Dr. Daniel Aires, the Director of the Division of Dermatology at the University of Kansas Hospital, warns everyone's at risk for melanoma.

"The youngest patient I've seen with melanoma is seven," he said.

He says you can be exposed to some sun, but don't get burned.

"Getting as few as three or four sunburns can double someone's lifetime risk of melanoma," he warns.

He says the rays from a tanning bed can be especially dangerous.

"Sometimes they can put it up to five times more of the dangerous radiation, so and that kind of intensity is what can cause the burning and can also lead to the risk of melanoma," said Dr. Aires.

He supports the F.D.A.'s proposed order to reclassify sunlamps as moderate risk devices, providing stricter regulation, and warning labels against people under 18 tanning, and warning labels to let frequent users know they should be regularly screened for skin cancer.
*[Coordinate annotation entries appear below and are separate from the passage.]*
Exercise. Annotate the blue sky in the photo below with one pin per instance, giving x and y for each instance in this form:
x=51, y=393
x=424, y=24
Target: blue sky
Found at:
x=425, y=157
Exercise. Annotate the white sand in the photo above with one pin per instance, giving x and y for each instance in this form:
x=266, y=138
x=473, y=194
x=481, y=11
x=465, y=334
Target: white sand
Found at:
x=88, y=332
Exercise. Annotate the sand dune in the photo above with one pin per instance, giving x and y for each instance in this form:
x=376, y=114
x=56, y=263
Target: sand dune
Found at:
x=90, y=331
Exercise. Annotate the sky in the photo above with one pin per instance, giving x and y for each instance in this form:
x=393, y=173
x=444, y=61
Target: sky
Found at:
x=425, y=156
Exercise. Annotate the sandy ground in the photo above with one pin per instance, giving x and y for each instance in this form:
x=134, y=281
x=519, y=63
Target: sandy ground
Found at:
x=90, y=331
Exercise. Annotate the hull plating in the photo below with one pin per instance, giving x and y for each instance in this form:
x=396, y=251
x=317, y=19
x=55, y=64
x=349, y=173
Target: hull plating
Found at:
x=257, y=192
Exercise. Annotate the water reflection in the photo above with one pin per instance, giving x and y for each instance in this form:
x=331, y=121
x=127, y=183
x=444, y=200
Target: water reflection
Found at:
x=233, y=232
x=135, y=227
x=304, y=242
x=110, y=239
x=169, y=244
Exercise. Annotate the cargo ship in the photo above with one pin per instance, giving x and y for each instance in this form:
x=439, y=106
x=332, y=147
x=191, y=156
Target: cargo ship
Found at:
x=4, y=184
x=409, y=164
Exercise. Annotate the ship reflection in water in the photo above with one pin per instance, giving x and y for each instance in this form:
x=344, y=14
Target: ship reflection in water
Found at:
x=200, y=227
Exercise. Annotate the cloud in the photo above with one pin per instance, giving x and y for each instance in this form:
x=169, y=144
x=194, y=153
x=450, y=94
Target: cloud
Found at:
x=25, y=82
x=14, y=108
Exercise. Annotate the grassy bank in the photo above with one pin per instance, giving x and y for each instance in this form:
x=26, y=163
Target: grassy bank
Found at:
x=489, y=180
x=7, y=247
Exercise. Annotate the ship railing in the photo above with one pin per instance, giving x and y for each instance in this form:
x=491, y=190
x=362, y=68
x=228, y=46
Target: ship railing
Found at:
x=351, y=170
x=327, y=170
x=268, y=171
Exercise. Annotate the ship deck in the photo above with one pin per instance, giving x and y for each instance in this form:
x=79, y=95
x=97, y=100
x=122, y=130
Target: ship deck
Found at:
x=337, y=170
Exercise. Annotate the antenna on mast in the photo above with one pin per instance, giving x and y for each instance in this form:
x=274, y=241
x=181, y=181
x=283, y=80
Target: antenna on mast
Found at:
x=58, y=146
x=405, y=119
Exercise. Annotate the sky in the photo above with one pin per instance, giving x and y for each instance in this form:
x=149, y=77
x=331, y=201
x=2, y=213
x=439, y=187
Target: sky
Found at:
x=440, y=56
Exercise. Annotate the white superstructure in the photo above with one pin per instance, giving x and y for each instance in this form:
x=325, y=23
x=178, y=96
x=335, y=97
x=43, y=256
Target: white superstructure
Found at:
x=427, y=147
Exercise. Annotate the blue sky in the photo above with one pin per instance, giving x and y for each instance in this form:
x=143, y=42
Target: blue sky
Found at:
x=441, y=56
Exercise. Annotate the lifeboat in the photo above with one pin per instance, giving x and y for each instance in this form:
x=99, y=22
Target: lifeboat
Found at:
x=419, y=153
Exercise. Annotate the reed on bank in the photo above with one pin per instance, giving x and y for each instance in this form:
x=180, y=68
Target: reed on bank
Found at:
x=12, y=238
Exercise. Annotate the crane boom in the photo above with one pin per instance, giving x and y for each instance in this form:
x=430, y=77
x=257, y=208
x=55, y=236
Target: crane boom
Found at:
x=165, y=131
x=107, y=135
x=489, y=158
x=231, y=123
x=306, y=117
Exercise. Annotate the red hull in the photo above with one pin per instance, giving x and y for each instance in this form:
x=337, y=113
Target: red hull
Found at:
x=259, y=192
As a melanoma survivor, Lee Norman also supports the regulation.

"Dont' get into tanning booths, number one," Norman said, including that he was careful with his skin, even before his diagnosis.

The Indoor Tanning Association issued a statement in response to the proposal, which in part said:

"We embrace any changes that will  enhance our customers safety. However we are concerned that these changes will burden our members with addition [sic.] unnecessary governmental costs in an already difficult economic climate."